Accueil Chronique album : SUBWAY - RIEN NE SE VOIT, par Goa la taupe
Mardi 26 janvier 2021 : 11352 concerts, 25885 chroniques de concert, 5284 critiques d'album.

Critique d'album

SUBWAY : "RIEN NE SE VOIT"

Rock

Critique écrite le 28 mars 2003 par Goa la taupe

Je voudrais être toi
Une intro à la Pixies, une voix excellente, cadrant directement avec l'idée que l'on se fait du rock français "féminin", s'il fallait encore que l'on différencie les sexes dans la musique. Une section rythmique de feu, Sarah à la guitare, n'est pas là pour tapisser, ses riffs sont nickels kroms, le morceau ne laisse présager que du bonheur pour la suite et ça se vérifie.
Beaucoup de bruit pour rien
Mon morceau préféré, un riff implacable, un méchant pont, très Led Zep, un morceau qui en live pète sa race, les lyrics ressemblent en plus à un morceau autobiographique par rapport à leur début de carrière chez les majors. Le morceau que j'ai le plus dans la tête. Il déchire ce pont !!!
Marie s'ennuie
Yes, Grunge, une batterie "Soundgardenesque", petite faille sur les lyrics s'il fallait vraiment que je chipote, mais quand même un très bon morceau, une énergie de ouf aussi en live, jump jump, une partie guitare bien produite en tout cas.
J'ai oublié
Les riffs guitares sont excellents, c'est peut-être le morceau qui me fait le plus penser à Noir Dez alors que c'est le morceau le plus original de l'album, la batterie est superbe, et en fait l'ambiance est un peu à la No One Is Innocent.
Le monde selon moi
Je ne peut pas ne pas penser à P.J. Harvey dans ses grands morceaux, et pourtant la voix n'a aucun rapport, mais encore des riffs implacables, une énergie, vibes,... le refrain est un peu FM mais dans le cadre du morceau il est impeccable.
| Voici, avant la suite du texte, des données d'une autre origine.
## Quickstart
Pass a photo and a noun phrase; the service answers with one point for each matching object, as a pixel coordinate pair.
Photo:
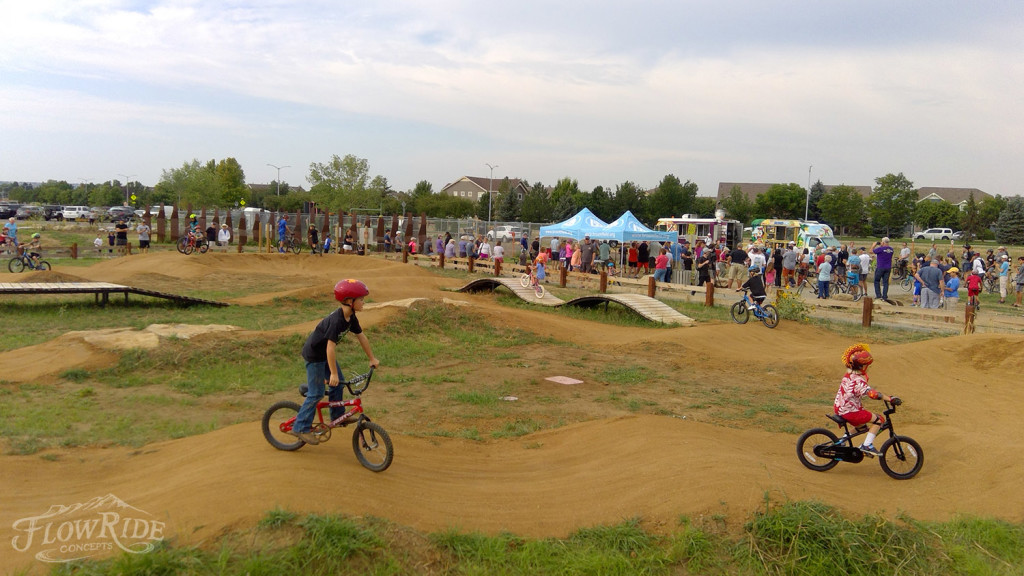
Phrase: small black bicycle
(820, 449)
(740, 312)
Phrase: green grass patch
(786, 539)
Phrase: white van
(77, 212)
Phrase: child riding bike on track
(854, 386)
(321, 356)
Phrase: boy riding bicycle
(321, 356)
(854, 386)
(756, 285)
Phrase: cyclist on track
(756, 285)
(322, 360)
(854, 386)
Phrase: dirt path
(963, 395)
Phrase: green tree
(737, 206)
(892, 203)
(231, 182)
(843, 207)
(343, 183)
(563, 199)
(536, 204)
(1010, 225)
(781, 201)
(508, 202)
(628, 197)
(671, 198)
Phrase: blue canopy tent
(581, 224)
(629, 229)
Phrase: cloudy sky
(603, 92)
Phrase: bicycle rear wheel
(770, 318)
(805, 449)
(372, 446)
(901, 457)
(276, 425)
(739, 313)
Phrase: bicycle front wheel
(372, 446)
(901, 457)
(276, 425)
(739, 313)
(805, 449)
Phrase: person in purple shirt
(883, 264)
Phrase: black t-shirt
(331, 328)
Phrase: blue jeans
(316, 375)
(882, 284)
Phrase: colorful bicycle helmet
(349, 289)
(857, 357)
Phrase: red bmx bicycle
(370, 442)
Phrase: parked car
(77, 213)
(52, 212)
(504, 233)
(28, 211)
(7, 210)
(125, 213)
(935, 234)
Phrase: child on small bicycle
(321, 356)
(756, 284)
(854, 386)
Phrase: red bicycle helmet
(349, 289)
(857, 357)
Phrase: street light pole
(279, 175)
(127, 179)
(807, 203)
(489, 194)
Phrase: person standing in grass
(322, 360)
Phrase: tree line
(344, 183)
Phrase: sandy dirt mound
(963, 397)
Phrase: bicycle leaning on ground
(370, 442)
(22, 261)
(741, 311)
(529, 280)
(820, 449)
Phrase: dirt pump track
(963, 398)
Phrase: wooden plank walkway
(102, 291)
(648, 307)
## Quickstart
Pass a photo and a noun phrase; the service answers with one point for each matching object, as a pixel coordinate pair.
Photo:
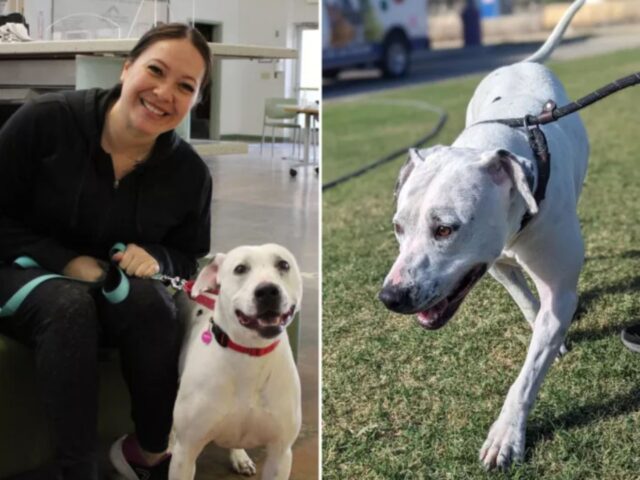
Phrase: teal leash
(115, 295)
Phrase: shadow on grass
(544, 429)
(588, 298)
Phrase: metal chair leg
(273, 139)
(262, 141)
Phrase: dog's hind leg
(241, 462)
(511, 277)
(278, 463)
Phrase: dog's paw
(242, 463)
(504, 445)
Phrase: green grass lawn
(400, 402)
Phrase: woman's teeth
(152, 109)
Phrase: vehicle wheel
(331, 73)
(396, 58)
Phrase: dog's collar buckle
(538, 144)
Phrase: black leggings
(65, 322)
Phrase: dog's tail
(556, 36)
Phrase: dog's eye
(240, 269)
(283, 266)
(443, 231)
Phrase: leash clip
(175, 282)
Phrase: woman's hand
(136, 262)
(84, 268)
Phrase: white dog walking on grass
(472, 206)
(239, 386)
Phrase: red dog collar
(223, 339)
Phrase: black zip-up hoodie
(59, 198)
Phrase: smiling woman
(118, 173)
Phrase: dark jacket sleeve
(185, 243)
(20, 141)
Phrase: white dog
(239, 386)
(460, 211)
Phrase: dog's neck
(515, 141)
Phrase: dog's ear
(501, 166)
(208, 276)
(415, 158)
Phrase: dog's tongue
(269, 319)
(432, 319)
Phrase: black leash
(551, 113)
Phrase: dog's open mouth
(268, 323)
(440, 312)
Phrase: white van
(359, 33)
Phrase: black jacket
(58, 197)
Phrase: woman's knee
(150, 304)
(63, 310)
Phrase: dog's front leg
(506, 440)
(183, 461)
(278, 463)
(512, 279)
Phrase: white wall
(246, 84)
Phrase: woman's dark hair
(175, 31)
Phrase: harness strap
(539, 147)
(115, 287)
(538, 144)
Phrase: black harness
(539, 147)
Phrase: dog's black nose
(397, 299)
(267, 291)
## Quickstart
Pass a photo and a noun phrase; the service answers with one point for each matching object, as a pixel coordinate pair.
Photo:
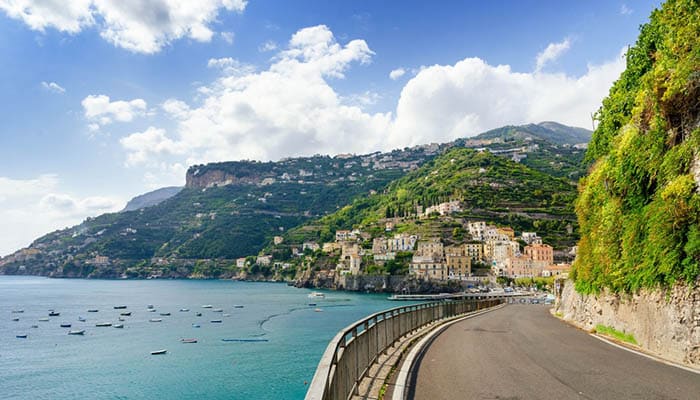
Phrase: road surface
(522, 352)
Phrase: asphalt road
(522, 352)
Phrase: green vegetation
(614, 333)
(639, 209)
(491, 188)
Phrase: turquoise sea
(109, 363)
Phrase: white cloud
(146, 145)
(551, 53)
(30, 208)
(135, 25)
(53, 87)
(100, 110)
(291, 108)
(228, 37)
(269, 45)
(397, 73)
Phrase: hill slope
(491, 187)
(639, 209)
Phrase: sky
(103, 100)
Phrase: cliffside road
(522, 352)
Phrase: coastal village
(484, 253)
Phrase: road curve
(522, 352)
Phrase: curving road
(522, 352)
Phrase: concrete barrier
(353, 350)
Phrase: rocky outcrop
(664, 322)
(195, 179)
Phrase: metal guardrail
(353, 350)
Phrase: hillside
(492, 188)
(639, 209)
(232, 209)
(226, 210)
(151, 198)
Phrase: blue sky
(105, 100)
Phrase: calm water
(109, 363)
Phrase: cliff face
(665, 322)
(196, 179)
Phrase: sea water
(109, 363)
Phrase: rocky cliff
(664, 322)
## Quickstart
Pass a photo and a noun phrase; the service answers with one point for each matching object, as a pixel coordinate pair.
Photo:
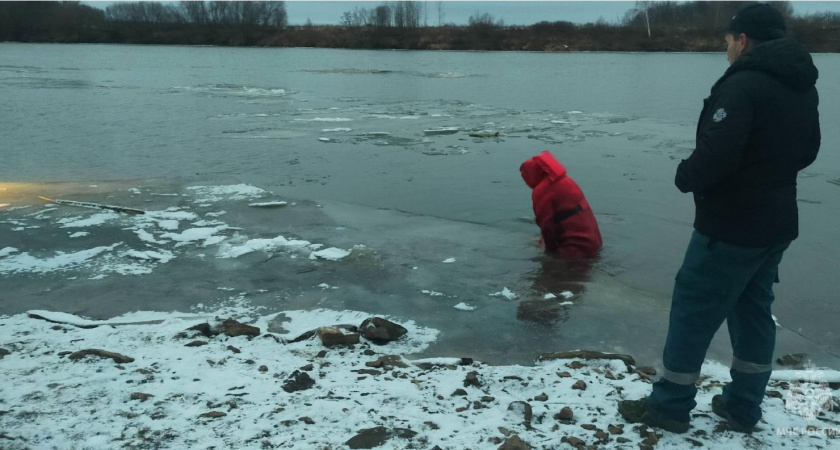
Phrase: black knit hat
(758, 21)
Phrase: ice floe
(506, 293)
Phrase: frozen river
(393, 156)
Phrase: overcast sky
(512, 12)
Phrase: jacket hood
(542, 167)
(784, 59)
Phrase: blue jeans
(720, 281)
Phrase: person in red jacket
(568, 226)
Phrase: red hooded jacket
(568, 226)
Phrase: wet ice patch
(233, 90)
(26, 263)
(145, 236)
(325, 119)
(230, 250)
(506, 293)
(162, 256)
(205, 194)
(90, 221)
(206, 234)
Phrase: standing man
(758, 128)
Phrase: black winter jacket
(758, 128)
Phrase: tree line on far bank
(646, 26)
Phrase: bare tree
(643, 6)
(381, 16)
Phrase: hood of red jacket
(542, 167)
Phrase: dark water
(354, 132)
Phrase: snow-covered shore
(178, 388)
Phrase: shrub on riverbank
(69, 22)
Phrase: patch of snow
(464, 307)
(506, 293)
(331, 254)
(97, 391)
(268, 204)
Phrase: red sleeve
(544, 212)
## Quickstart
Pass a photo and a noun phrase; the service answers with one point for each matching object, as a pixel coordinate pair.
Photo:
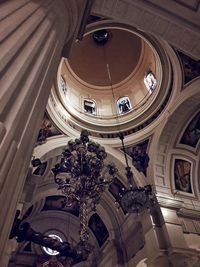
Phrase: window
(123, 105)
(63, 85)
(90, 107)
(49, 251)
(150, 81)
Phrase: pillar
(32, 36)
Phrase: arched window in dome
(90, 106)
(123, 104)
(49, 251)
(150, 81)
(63, 85)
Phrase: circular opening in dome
(49, 251)
(100, 37)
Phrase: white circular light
(49, 251)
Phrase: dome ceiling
(121, 52)
(99, 74)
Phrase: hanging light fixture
(82, 175)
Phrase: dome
(112, 79)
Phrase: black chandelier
(82, 175)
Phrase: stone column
(32, 36)
(156, 239)
(184, 260)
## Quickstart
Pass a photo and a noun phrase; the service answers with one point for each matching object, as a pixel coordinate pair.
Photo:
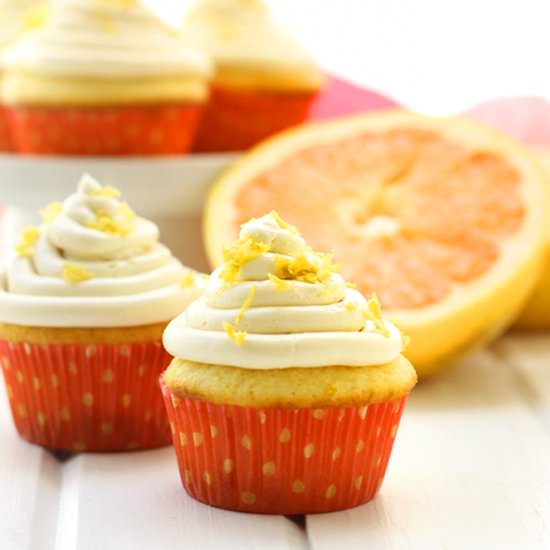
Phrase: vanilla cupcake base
(86, 389)
(270, 455)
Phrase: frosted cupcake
(13, 14)
(104, 77)
(264, 80)
(83, 304)
(287, 386)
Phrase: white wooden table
(470, 469)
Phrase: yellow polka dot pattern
(287, 461)
(87, 397)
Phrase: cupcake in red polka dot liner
(84, 301)
(104, 77)
(287, 385)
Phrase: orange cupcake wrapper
(282, 461)
(237, 120)
(79, 397)
(150, 130)
(6, 142)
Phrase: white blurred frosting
(241, 33)
(12, 19)
(94, 264)
(106, 38)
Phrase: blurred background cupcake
(104, 78)
(264, 80)
(15, 17)
(84, 300)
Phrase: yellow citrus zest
(188, 280)
(36, 17)
(308, 267)
(25, 246)
(120, 225)
(236, 336)
(246, 304)
(106, 191)
(373, 312)
(280, 285)
(50, 212)
(282, 224)
(75, 274)
(239, 253)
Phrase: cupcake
(13, 15)
(264, 80)
(287, 385)
(83, 304)
(104, 77)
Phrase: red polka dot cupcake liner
(6, 142)
(237, 120)
(122, 131)
(78, 397)
(282, 461)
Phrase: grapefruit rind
(536, 314)
(473, 313)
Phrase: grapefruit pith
(443, 218)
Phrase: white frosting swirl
(241, 34)
(94, 265)
(277, 304)
(106, 38)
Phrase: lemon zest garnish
(188, 280)
(107, 191)
(51, 211)
(373, 312)
(236, 336)
(308, 267)
(75, 274)
(106, 223)
(282, 224)
(246, 304)
(25, 246)
(280, 284)
(36, 17)
(239, 253)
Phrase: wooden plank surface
(135, 500)
(29, 487)
(470, 470)
(529, 356)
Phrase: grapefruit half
(442, 218)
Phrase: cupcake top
(93, 263)
(106, 39)
(275, 303)
(248, 48)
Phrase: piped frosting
(276, 303)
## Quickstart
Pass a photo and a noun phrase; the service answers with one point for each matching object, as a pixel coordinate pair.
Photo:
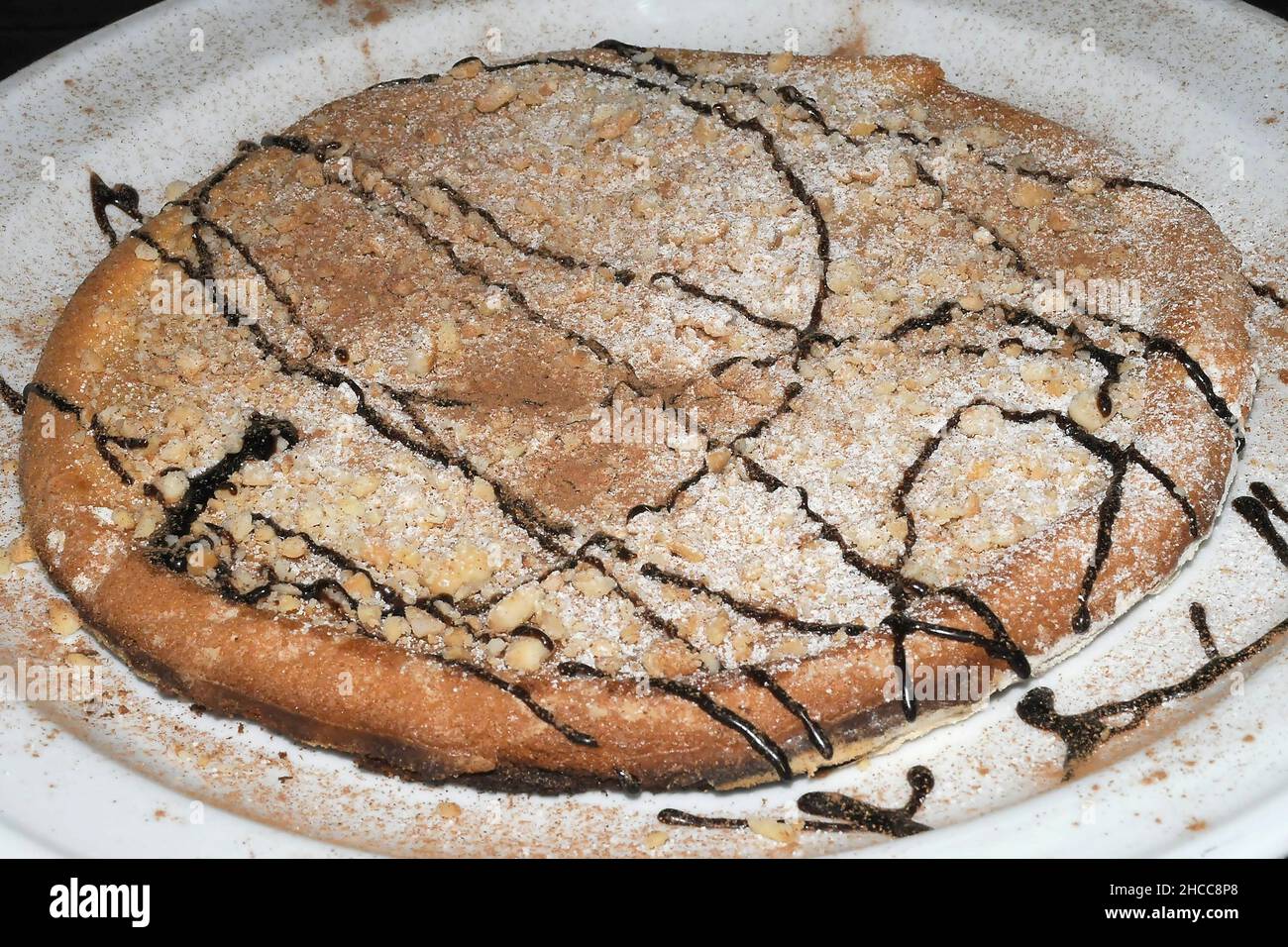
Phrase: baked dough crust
(434, 720)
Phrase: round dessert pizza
(636, 418)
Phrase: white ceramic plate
(1192, 88)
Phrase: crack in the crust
(1157, 343)
(1116, 457)
(733, 123)
(515, 508)
(303, 146)
(98, 433)
(900, 585)
(261, 442)
(1112, 183)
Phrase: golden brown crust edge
(432, 722)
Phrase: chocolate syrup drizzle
(184, 514)
(13, 399)
(123, 197)
(1086, 732)
(835, 812)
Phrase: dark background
(30, 29)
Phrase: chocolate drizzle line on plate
(835, 812)
(123, 197)
(13, 399)
(905, 591)
(1086, 732)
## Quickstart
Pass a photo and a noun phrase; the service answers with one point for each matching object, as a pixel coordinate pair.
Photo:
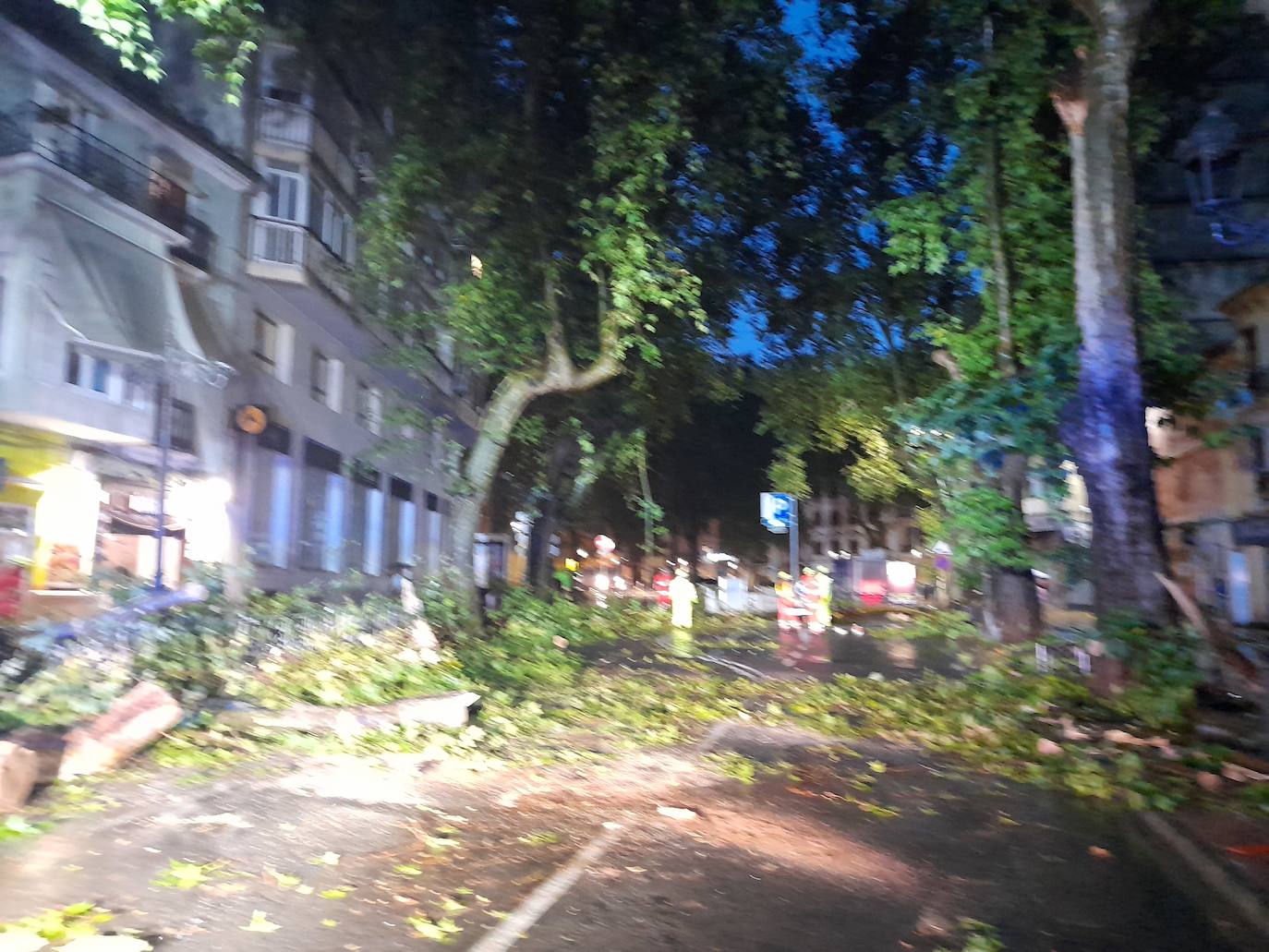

Le single.
Encore une heure
Le morceau le plus intime, on a vraiment l'impression que Séverine la chanteuse donne tous ceux qu'elle a dedans, une longue est lente montée musicale, un petit bijou de production.
Silence à bord
Une fois de plus l'intime est présent ici, un morceau qui balance entre placebo et P.J., mais Subway garde sont originalité, les riffs et la section rythmiques sont excellentes et c'est le flow au chant que je préfère de l'album, une montée très bien orchestrée.
100
poum poum tchak tchak, un morceau subwayesque finalement car au fil de l'album malgré les énergies que l'on sent influencées par diverses choses, l'originalité et l'esprit sont là, un tube.
des mensonges et des mots
bon je kif vraiment la guitariste, ces riffs sont vraiment excellent, la batterie aussi dans un jeu très personnel renforce les morceaux à merveille. Un morceau excellent, des ponts de oufs, un esprit très Seattle (Soundgarden) le coté nasillard et sale en moins.
Eva
Une psychetik ballade qui raconte l'histoire de Florence Rey, faits divers, j'accroche pas sur le refrain, mais les couplets sont excellents, une fois de plus l'on entend P.J., est Séverine chante comme il le faut pour raconter ce fait.
Sous hypnose
Encore un morceau intimiste, une trés belle ballade, le caractère subway se forme un peu plus, l'on commence à comprendre les chemins sur lesquelles elles veulent nous emmener, et comme je l'ai dit, la ballade est belle.
Golden Lake
Une fois de plus je ne peut pas m'empêcher de penser à du grand P.J. Harvey, La ballade qui clôture l'album, une production de main de maître, un morceau en "eau trouble". Quand les ambiances comptent plus que les rythmes.